The Château de Pouzauges is a ruined castle in the town and commune of Pouzauges in the Vendée département of France.

Notably, it was inhabited in the 15th century by Catherine de Thouars, wife of Gilles de Rais (c. 1405 – 1440), though he never lived there, preferring the Château de Tiffauges.

==History==
In the 11th century, the castle belonged to the family of Zacharie de Pouzauges, from who it passed it to the enigmatic Chantemerle family and then to the famous Savary family of Mauléon and finally to the Viscounts of Thouars, who administered nearly the whole of Vendée; they gave the castle to a cadet son who also owned Tiffauges.

Catherine de Thouars brought the castle into the possession of Gilles de Rais thanks to their marriage. She was going to live there after his death. Under the aegis of Catherine, the keep underwent many alterations to make it more comfortable as a residence. A new floor was added as well as a spiral staircase linking it to all the others. Several windows were made, replacing the older arrowslits, to give more light to the interior.

The castle was sold in 1634 to the lord of La Pélissonnière au Boupère. His descendants kept it until the mid-20th century.

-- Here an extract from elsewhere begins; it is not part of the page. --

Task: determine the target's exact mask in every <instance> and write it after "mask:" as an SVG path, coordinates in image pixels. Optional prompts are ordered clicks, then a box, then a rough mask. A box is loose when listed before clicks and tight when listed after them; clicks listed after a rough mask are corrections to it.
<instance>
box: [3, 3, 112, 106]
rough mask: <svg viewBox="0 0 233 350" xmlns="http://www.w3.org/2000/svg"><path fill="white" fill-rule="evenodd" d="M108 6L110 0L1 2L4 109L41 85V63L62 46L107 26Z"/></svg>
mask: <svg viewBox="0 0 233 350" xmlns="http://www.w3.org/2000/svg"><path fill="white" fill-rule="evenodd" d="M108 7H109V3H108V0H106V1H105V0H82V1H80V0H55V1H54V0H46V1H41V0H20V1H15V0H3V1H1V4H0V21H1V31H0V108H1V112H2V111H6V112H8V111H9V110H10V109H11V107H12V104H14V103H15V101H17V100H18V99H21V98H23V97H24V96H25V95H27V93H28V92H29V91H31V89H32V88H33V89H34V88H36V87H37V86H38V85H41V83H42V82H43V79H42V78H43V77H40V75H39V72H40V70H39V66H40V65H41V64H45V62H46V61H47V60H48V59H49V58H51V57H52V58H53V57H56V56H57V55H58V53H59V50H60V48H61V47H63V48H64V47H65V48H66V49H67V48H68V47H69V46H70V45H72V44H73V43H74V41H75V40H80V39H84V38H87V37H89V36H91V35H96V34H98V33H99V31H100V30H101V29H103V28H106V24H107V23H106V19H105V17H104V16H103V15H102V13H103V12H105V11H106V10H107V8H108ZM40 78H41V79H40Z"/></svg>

During the War in the Vendée (1793-1794), the men of the "infernal columns" commanded by General Lachenay shot 31 inhabitants of Pouzauges who had taken refuge in the enceinte of the old castle. This act was committed on 26 January 1794 at the end of a banquet offered by the republican to General Grignon. On the same day, the surrounding villages were burnt and a number of inhabitants were massacred.

==Architecture==
The castle ruins are dominated by its majestic 12th century keep.

The keep, more than 25 metres high, is one of twelve towers that make the curtain wall, offering visitors a fine example of civil Romanesque architecture.

It has been listed since 1862 as a monument historique by the French Ministry of Culture.